Paula Poundstone
Stand-up specials
The undisputed master of the conversational crowd-work tangent.
Poundstone takes the stage in a suit and tie, grabs the mic, and immediately starts asking the front row about their day jobs. She isn’t looking for a target to roast. She genuinely wants to know the mundane details of an actuary’s commute, because she intends to build a ten-minute bit around it. She paces, leans heavily on a stool, and sips a Diet Pepsi while she talks her way to the punchline.

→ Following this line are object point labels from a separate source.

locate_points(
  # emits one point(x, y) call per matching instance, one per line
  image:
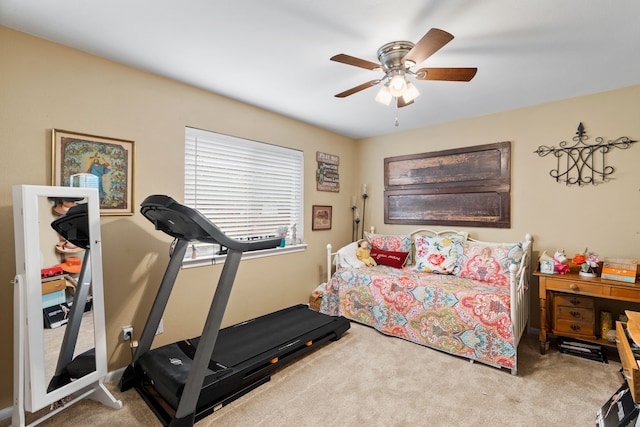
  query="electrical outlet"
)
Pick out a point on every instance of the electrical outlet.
point(127, 333)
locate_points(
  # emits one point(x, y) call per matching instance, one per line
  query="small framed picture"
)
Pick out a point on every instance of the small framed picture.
point(547, 266)
point(95, 161)
point(321, 219)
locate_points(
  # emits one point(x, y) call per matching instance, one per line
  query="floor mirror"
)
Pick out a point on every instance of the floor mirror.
point(59, 327)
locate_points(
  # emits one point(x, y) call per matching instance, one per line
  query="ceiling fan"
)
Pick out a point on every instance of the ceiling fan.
point(396, 60)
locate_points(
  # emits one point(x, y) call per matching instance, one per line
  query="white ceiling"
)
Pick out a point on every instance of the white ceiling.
point(275, 54)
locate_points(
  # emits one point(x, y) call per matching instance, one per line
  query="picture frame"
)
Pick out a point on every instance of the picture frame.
point(547, 266)
point(322, 217)
point(105, 163)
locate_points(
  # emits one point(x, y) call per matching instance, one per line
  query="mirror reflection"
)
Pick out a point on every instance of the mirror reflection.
point(68, 323)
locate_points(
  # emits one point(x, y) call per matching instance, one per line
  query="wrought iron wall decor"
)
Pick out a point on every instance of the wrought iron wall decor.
point(583, 163)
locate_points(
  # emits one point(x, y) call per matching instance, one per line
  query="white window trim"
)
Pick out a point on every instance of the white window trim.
point(209, 255)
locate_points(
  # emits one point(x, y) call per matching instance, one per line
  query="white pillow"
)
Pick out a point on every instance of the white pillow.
point(346, 257)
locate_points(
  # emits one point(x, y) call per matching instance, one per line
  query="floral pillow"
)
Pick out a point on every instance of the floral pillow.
point(438, 254)
point(391, 242)
point(393, 259)
point(489, 262)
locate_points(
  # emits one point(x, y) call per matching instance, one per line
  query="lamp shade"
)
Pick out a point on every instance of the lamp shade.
point(411, 93)
point(397, 85)
point(384, 95)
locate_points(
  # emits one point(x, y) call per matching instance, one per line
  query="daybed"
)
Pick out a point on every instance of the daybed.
point(452, 293)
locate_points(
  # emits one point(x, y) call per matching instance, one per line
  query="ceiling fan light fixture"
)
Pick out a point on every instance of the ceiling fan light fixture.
point(398, 85)
point(384, 95)
point(411, 93)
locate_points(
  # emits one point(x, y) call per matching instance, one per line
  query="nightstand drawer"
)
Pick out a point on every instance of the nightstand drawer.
point(574, 314)
point(573, 301)
point(574, 327)
point(629, 292)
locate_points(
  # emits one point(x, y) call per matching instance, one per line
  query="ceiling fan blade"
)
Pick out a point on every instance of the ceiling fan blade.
point(356, 62)
point(356, 89)
point(429, 44)
point(401, 102)
point(448, 74)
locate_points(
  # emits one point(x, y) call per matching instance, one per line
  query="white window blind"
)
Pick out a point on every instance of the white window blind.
point(247, 188)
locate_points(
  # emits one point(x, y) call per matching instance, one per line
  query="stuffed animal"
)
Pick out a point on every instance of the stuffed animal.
point(363, 253)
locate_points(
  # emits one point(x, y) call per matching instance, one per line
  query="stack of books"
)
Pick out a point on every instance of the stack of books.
point(582, 349)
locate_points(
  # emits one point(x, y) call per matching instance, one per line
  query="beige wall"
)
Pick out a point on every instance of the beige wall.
point(602, 217)
point(45, 86)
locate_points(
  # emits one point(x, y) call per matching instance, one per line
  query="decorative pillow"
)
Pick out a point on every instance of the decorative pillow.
point(390, 242)
point(489, 262)
point(438, 254)
point(393, 259)
point(346, 257)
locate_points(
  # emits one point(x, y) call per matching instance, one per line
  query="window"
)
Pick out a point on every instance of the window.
point(249, 189)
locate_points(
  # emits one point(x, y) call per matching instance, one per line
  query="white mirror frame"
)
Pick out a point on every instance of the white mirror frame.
point(30, 384)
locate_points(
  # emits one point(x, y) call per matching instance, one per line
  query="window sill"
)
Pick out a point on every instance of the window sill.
point(220, 259)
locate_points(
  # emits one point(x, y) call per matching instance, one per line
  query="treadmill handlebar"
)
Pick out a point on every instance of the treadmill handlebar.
point(183, 222)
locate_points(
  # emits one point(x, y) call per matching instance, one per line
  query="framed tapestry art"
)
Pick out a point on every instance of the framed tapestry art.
point(95, 161)
point(321, 217)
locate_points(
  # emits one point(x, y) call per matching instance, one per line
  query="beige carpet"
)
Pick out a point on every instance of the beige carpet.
point(369, 379)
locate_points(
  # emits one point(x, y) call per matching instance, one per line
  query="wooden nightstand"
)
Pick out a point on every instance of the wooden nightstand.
point(571, 299)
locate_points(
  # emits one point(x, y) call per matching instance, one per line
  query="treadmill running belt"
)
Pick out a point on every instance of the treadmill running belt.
point(241, 342)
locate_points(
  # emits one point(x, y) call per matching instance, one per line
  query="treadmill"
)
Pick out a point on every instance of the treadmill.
point(185, 381)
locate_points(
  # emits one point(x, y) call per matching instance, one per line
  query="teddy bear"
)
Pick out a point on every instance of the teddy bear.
point(363, 253)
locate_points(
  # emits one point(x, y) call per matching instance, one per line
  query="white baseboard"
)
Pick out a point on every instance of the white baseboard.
point(6, 413)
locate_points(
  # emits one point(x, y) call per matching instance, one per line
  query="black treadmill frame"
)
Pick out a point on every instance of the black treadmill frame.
point(186, 225)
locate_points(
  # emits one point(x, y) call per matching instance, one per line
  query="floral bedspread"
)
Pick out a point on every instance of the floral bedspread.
point(465, 317)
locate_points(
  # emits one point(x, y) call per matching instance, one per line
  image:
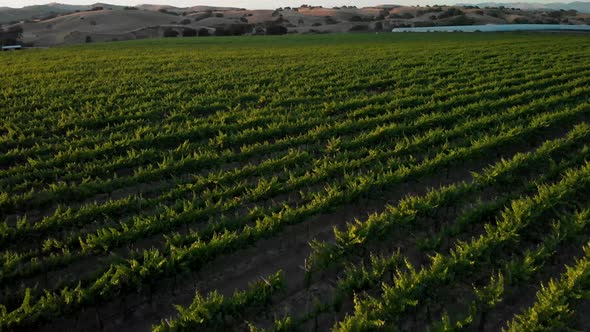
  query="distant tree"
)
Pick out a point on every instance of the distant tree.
point(11, 35)
point(188, 32)
point(169, 33)
point(359, 28)
point(275, 29)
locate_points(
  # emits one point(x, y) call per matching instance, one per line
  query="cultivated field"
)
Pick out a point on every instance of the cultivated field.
point(353, 182)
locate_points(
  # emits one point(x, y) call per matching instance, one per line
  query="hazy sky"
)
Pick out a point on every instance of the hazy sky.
point(267, 4)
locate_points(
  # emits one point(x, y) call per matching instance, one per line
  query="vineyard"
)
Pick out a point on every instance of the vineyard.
point(353, 182)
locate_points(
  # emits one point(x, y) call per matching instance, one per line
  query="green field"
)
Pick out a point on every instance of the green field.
point(353, 182)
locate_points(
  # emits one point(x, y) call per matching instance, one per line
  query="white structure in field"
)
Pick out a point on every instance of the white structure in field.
point(497, 28)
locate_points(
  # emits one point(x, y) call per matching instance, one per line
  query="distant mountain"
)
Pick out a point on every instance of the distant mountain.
point(28, 13)
point(581, 7)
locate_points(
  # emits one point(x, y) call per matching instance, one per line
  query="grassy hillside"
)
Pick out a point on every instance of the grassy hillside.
point(352, 182)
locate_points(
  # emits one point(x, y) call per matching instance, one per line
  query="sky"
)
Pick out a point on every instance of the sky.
point(255, 4)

Today, she is a cornerstone of the theater-and-public-radio circuit, a regular panelist on NPR’s Wait Wait… Don’t Tell Me! who plays to fiercely loyal crowds. Long before she became the reliable voice of exasperation for news junkies, she was a 1990s powerhouse. Her HBO hour Cats, Cops and Stuff made her the first woman to win a CableACE award for best comedy special.
Audience interaction remains the engine of her live shows. Where other comics use crowd work as a quick diversion, Poundstone uses it as the structural support for the entire night. She listens to a stranger’s answer, pauses, looks slightly baffled, and then constructs an escalating premise on the spot. She makes the hour feel entirely improvised. She will wander down three different tangents, complaining about her house full of animals or her absolute lack of technological skill, and then seamlessly pull the threads back together to close the loop on the actuary from twenty minutes prior.